Looking more closely, we want to see which state had the largest increases and decreases for the measured period. Top movers to California by delta from 2015 to 2019:
## region delta_migration
## 46 virginia 9497
## 23 minnesota 4064
## 21 massachusetts 3530
## 10 georgia 2866
## 20 maryland 1794
## 11 hawaii 1510
And we can also see which states had the lowest movers from 2015 to 2019:
## region delta_migration
## 14 indiana -3727
## 35 ohio -3738
## 36 oklahoma -4603
## 43 texas -4650
## 3 arizona -5978
## 5 colorado -6072
What about by the largest respective state population proportion that moved in 2015?
## # A tibble: 6 × 5
## region year migration pop2015 percentagepop
## <chr> <int> <int> <dbl> <dbl>
## 1 nevada 2015 25332 2866939 0.884
## 2 alaska 2015 6022 737498 0.817
## 3 hawaii 2015 10475 1422052 0.737
## 4 district of columbia 2015 3908 675400 0.579
## 5 oregon 2015 20838 4015792 0.519
## 6 arizona 2015 34204 6829676 0.501
The least amount of migration by state population proportion in 2015:
## # A tibble: 6 × 5
## region year migration pop2015 percentagepop
## <chr> <int> <int> <dbl> <dbl>
## 1 michigan 2015 8852 9931715 0.0891
## 2 kentucky 2015 3781 4425976 0.0854
## 3 mississippi 2015 2539 2988471 0.0850
## 4 south dakota 2015 610 853988 0.0714
## 5 iowa 2015 1394 3120960 0.0447
## 6 west virginia 2015 413 1842050 0.0224
We can also see the state with the largest population proportion that moved in 2019:
## # A tibble: 6 × 5
## region year migration pop2019 percentagepop
## <chr> <int> <int> <dbl> <dbl>
## 1 nevada 2019 26433 3080156 0.858
## 2 hawaii 2019 11985 1415872 0.846
## 3 alaska 2019 5064 731545 0.692
## 4 district of columbia 2019 3075 705749 0.436
## 5 washington 2019 31882 7614893 0.419
## 6 oregon 2019 17265 4217737 0.409
And the least amount of proportion that moved in 2019:
## # A tibble: 6 × 5
## region year migration pop2019 percentagepop
## <chr> <int> <int> <dbl> <dbl>
## 1 alabama 2019 3310 4903185 0.0675
## 2 michigan 2019 6406 9986857 0.0641
## 3 iowa 2019 1956 3155070 0.0620
## 4 kentucky 2019 2606 4467673 0.0583
## 5 new hampshire 2019 709 1359711 0.0521
## 6 west virginia 2019 303 1792147 0.0169
So what do all these tables actually mean? Well for starters Colorado, Arizona, Texas, Oklahoma and Ohio actually decreased their choice from moving to California, whether it was for the traditionally high cost of living or other reasons.

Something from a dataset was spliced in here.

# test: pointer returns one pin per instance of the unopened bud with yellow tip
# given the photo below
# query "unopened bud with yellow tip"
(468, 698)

Meanwhile, Virginia, Minnesota, Massachusetts, Georgia, Maryland and Hawaii had the highest change in people choosing to move to California as mentioned in the plotted graphs section.
Adjusted for population proportion for the respective years measured, it seems like Alaska Nevada and Hawaii had the consistently highest number of movers staying within the top three spots.

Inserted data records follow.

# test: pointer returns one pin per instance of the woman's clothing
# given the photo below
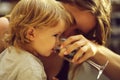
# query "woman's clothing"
(20, 65)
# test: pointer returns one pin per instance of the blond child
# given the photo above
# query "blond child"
(35, 27)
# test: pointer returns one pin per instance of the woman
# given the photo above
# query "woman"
(86, 20)
(92, 20)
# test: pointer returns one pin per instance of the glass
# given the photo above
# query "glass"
(70, 56)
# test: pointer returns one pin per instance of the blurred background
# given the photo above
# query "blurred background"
(114, 43)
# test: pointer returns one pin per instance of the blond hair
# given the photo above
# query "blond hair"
(102, 13)
(35, 13)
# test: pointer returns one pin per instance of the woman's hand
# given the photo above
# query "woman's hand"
(85, 48)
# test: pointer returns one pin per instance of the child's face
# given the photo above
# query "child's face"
(45, 39)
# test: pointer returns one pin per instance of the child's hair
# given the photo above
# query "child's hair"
(35, 13)
(102, 11)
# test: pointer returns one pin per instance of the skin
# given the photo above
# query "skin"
(98, 53)
(4, 24)
(43, 40)
(89, 49)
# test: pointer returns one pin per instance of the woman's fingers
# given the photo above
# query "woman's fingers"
(83, 48)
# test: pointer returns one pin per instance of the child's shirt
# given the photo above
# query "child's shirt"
(20, 65)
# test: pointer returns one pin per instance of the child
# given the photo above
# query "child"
(35, 28)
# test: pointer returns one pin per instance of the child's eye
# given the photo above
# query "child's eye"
(56, 35)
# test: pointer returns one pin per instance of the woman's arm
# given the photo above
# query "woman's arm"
(4, 25)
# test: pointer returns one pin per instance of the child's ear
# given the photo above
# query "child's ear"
(30, 33)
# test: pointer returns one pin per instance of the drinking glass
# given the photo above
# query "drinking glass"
(69, 57)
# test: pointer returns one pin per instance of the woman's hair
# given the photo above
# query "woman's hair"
(101, 9)
(35, 13)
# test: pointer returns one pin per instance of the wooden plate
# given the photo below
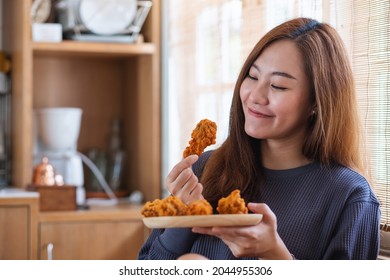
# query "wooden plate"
(225, 220)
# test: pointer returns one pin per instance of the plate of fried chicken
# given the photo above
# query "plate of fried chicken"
(171, 212)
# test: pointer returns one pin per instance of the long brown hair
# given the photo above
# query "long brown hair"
(333, 131)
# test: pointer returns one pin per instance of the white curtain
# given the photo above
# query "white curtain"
(206, 42)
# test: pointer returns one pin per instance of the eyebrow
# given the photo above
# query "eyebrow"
(277, 73)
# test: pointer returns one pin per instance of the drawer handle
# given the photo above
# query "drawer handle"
(50, 248)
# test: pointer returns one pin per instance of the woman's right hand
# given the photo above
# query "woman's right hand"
(183, 183)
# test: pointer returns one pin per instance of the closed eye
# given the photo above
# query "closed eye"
(251, 77)
(278, 88)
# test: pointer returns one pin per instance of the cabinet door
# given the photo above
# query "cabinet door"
(14, 233)
(116, 240)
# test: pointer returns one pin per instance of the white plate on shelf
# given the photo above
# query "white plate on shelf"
(222, 220)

Simply stated, “West Coast transplants” have actually been decreasing, albeit slowly, over the years going against empirical observations. It will be interesting to calculate the population estimates post Covid and this template would hopefully provide a baseline for comparison. Using regression, we could estimate the decreases if these trends would have continued unimpeded, and use the prediction as a factor for comparing against the Covid impacts. As of 2022 under quick empirical “observations” there has been a large exodus out of California due to the high cost of living, Covid unemployment and potentially out of state migrants being homesick. It remains to be seen, and calculated, what the impacts of the pandemic have done to interstate migration.